The children tended to stick together, and even when one of them detoured she would stop before getting too far away to call out to the others who more often than not followed, ducking into natural evergreen hideouts or gathering around to examine motes. Proceeding in this manner we eventually came to our destination at the farthest corner of this epic place, dropping to their knees around the rock under which they had left the dead mouse, heads together. Carefully, they lifted the rock to find that the mouse was gone! They huddled together for some time discussing this great mystery. They rejected the notion that it had been eaten by some scavenger, agreeing among themselves that the mouse had somehow moved itself. They did find a small bit that they thought might be the tail or a leg, but one boy pointed out that he saw no blood, so how could that be part of the mouse? Clearly, it had moved itself, and he dropped the "tail" unceremoniously into the leaves and moss underfoot.

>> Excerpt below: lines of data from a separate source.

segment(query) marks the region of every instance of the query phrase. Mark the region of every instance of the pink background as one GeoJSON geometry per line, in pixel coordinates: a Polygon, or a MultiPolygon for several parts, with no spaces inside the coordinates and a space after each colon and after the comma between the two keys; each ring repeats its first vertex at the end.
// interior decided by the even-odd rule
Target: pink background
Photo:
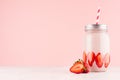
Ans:
{"type": "Polygon", "coordinates": [[[0,0],[0,65],[67,66],[82,57],[84,26],[109,26],[111,65],[120,66],[120,0],[0,0]]]}

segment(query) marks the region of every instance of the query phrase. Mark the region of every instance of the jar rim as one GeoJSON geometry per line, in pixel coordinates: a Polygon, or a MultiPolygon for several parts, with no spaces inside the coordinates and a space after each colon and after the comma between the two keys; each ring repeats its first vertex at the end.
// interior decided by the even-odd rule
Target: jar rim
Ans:
{"type": "Polygon", "coordinates": [[[88,24],[85,26],[85,31],[107,31],[105,24],[88,24]]]}

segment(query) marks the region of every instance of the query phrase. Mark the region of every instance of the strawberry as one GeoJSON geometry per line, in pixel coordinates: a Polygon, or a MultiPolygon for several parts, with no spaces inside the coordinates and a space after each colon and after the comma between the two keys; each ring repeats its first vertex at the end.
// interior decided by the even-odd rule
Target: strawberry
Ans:
{"type": "Polygon", "coordinates": [[[76,74],[79,73],[88,73],[88,64],[84,63],[83,60],[76,61],[73,66],[70,68],[70,71],[76,74]]]}
{"type": "Polygon", "coordinates": [[[84,71],[83,73],[88,73],[89,72],[89,65],[87,63],[84,63],[84,71]]]}
{"type": "Polygon", "coordinates": [[[86,63],[87,61],[87,54],[85,53],[85,51],[83,52],[83,61],[86,63]]]}
{"type": "Polygon", "coordinates": [[[105,68],[107,68],[108,65],[110,64],[110,55],[108,53],[105,55],[104,61],[105,61],[104,66],[105,68]]]}
{"type": "Polygon", "coordinates": [[[70,71],[76,74],[82,73],[84,71],[84,65],[82,60],[76,61],[70,68],[70,71]]]}
{"type": "Polygon", "coordinates": [[[93,65],[94,59],[95,59],[95,53],[94,52],[88,53],[88,63],[91,67],[93,65]]]}
{"type": "Polygon", "coordinates": [[[103,66],[103,59],[101,53],[98,53],[95,57],[96,65],[101,68],[103,66]]]}

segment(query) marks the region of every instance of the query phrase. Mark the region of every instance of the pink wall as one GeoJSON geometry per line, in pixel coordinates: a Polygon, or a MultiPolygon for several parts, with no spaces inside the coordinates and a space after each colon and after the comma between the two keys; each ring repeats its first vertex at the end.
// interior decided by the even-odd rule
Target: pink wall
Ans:
{"type": "Polygon", "coordinates": [[[81,58],[84,26],[109,25],[111,65],[120,66],[120,0],[0,0],[0,65],[66,66],[81,58]]]}

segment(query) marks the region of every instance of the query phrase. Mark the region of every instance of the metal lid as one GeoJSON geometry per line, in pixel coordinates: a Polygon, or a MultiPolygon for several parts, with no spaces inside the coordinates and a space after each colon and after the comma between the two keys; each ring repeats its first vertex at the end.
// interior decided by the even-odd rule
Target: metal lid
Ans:
{"type": "Polygon", "coordinates": [[[85,31],[107,31],[107,25],[105,24],[89,24],[85,26],[85,31]]]}

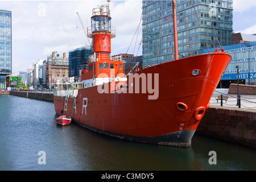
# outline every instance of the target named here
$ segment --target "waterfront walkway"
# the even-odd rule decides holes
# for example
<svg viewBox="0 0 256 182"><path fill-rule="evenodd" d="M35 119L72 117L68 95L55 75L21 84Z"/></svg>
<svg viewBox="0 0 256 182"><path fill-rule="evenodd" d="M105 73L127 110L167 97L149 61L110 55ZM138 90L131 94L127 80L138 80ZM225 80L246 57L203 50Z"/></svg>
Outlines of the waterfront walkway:
<svg viewBox="0 0 256 182"><path fill-rule="evenodd" d="M220 97L221 94L213 95L210 100L210 106L221 106L221 100L217 100L218 97ZM226 100L222 101L224 107L229 107L230 109L237 108L245 109L246 110L256 111L256 95L241 95L241 108L238 108L237 105L237 95L222 95L223 98L228 97ZM254 110L254 111L253 111Z"/></svg>

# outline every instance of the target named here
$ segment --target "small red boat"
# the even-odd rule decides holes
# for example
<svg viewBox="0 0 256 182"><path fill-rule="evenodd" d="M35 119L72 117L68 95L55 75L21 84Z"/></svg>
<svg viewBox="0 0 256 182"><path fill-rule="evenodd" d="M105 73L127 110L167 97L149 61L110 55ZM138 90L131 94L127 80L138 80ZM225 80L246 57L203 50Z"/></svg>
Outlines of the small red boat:
<svg viewBox="0 0 256 182"><path fill-rule="evenodd" d="M61 115L56 119L57 124L64 126L71 123L71 117L69 115Z"/></svg>

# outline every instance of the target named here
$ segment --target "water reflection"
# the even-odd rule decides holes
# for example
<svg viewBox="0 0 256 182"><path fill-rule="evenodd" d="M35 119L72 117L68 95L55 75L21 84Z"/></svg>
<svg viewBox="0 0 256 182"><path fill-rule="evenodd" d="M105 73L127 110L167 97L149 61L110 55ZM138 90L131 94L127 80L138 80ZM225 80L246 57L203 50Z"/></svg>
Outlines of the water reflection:
<svg viewBox="0 0 256 182"><path fill-rule="evenodd" d="M0 96L1 170L255 170L255 150L195 135L189 148L124 141L56 124L51 102ZM44 151L46 164L39 165ZM217 165L208 154L215 151Z"/></svg>

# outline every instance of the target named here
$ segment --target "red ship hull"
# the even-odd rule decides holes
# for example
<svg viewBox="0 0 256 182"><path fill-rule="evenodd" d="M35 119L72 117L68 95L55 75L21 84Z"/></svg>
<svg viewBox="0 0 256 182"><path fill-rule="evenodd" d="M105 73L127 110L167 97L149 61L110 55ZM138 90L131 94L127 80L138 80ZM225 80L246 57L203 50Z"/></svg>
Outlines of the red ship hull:
<svg viewBox="0 0 256 182"><path fill-rule="evenodd" d="M71 115L79 125L121 139L188 147L231 58L216 52L136 72L159 74L155 100L148 100L152 94L148 92L102 93L94 86L79 89L76 98L55 96L56 113ZM200 73L193 75L194 70Z"/></svg>

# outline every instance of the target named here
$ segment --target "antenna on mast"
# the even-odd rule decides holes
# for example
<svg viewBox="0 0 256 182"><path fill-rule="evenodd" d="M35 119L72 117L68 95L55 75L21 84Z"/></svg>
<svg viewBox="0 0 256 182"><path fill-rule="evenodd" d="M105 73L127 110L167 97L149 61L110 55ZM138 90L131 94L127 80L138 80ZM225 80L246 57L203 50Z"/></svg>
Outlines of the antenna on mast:
<svg viewBox="0 0 256 182"><path fill-rule="evenodd" d="M88 40L88 42L89 42L89 44L90 45L90 40L89 40L88 37L87 36L86 32L85 31L85 30L84 29L84 25L82 24L82 20L81 20L80 16L79 16L79 13L77 12L76 13L77 14L77 16L79 16L79 20L80 20L81 24L82 24L82 28L84 29L84 32L85 33L85 35L86 35L87 40Z"/></svg>

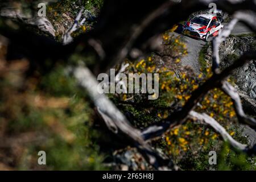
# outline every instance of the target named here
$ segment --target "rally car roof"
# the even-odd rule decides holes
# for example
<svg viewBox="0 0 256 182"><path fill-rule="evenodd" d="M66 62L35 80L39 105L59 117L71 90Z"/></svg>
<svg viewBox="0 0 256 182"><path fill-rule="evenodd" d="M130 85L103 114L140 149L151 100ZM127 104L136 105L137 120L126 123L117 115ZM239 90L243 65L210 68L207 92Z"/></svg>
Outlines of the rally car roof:
<svg viewBox="0 0 256 182"><path fill-rule="evenodd" d="M202 16L207 19L212 19L213 17L215 17L216 16L205 14L202 15L198 15L197 16L198 17Z"/></svg>

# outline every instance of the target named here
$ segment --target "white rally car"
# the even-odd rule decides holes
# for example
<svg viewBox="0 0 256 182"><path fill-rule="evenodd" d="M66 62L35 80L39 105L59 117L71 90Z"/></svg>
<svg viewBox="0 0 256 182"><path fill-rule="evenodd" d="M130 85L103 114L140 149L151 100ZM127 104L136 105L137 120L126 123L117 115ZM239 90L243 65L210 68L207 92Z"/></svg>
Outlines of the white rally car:
<svg viewBox="0 0 256 182"><path fill-rule="evenodd" d="M199 15L183 26L185 35L207 40L210 35L217 36L224 26L217 16L212 15Z"/></svg>

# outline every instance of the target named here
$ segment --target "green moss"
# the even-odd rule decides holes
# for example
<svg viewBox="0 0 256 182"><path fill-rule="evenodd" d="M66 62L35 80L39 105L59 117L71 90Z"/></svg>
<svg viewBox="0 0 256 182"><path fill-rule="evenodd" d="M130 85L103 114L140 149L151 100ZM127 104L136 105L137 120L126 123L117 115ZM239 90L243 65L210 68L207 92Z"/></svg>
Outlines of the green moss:
<svg viewBox="0 0 256 182"><path fill-rule="evenodd" d="M209 43L204 45L199 52L199 61L203 73L207 74L207 63L205 61L205 55L209 47Z"/></svg>

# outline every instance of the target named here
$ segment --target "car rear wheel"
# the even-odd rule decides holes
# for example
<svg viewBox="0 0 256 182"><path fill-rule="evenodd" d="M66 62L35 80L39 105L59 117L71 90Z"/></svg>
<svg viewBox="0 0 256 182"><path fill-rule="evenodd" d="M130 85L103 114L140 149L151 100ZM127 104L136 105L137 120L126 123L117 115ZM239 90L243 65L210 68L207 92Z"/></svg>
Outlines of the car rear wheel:
<svg viewBox="0 0 256 182"><path fill-rule="evenodd" d="M209 34L209 32L208 32L205 36L205 38L204 39L205 41L207 41L207 40L208 40Z"/></svg>

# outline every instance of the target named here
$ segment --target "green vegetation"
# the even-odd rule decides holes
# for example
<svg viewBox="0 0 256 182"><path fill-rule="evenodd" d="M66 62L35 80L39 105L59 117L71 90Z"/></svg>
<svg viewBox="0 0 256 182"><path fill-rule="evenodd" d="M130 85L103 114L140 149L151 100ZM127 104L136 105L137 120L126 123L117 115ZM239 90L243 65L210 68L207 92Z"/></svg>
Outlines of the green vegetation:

The adventure home, in the spirit of all the great sagas, was even longer than our outbound journey. We stopped at the "magic tree," we saw faces in both stone and wood. We discovered a shopping cart that some mischief maker must have tossed over the fence. We stopped at the "fairies' rock." The story is that when the new pedestrian/bicycle roadway was built along this side of the property, the fairies who called this rock home didn't want to be left outside the fence, so a crane had lifted it into its current place. In this land in which some 80 percent of the population claims to believe in the existence of the "hidden people," and where it is common to design buildings around certain rocks so as not to offend the trolls, it was no surprise when their teacher told us with a straight face that the fairy story was "probably true."


When we came to the fields we played chasing games. When we came to a thicket of trees, we made the sounds of police sirens (something learned not from the reality of Reykjavik where crime is rare, but rather from television) and the children took turns being arrested and placed in a jail of trees. And whenever we came to ice, they secretly tasted it.


We tend to misuse the word "myth," I think, using it most often as a synonym for "false," when in fact mythology is really all about truth, or at least the quest for truth. Those ancient sagas tell of humans exploring, discovering, and striving to make sense of the world. It is therefore "probably true" that there are fairies and trolls, just as it is "probably true" that the mouse moved itself. Of course, these truths may not be confirmed by our modern scientific understanding, but that doesn't mean that our myths do not likewise reveal a perspective on truth that eludes the scientific method. This is probably true.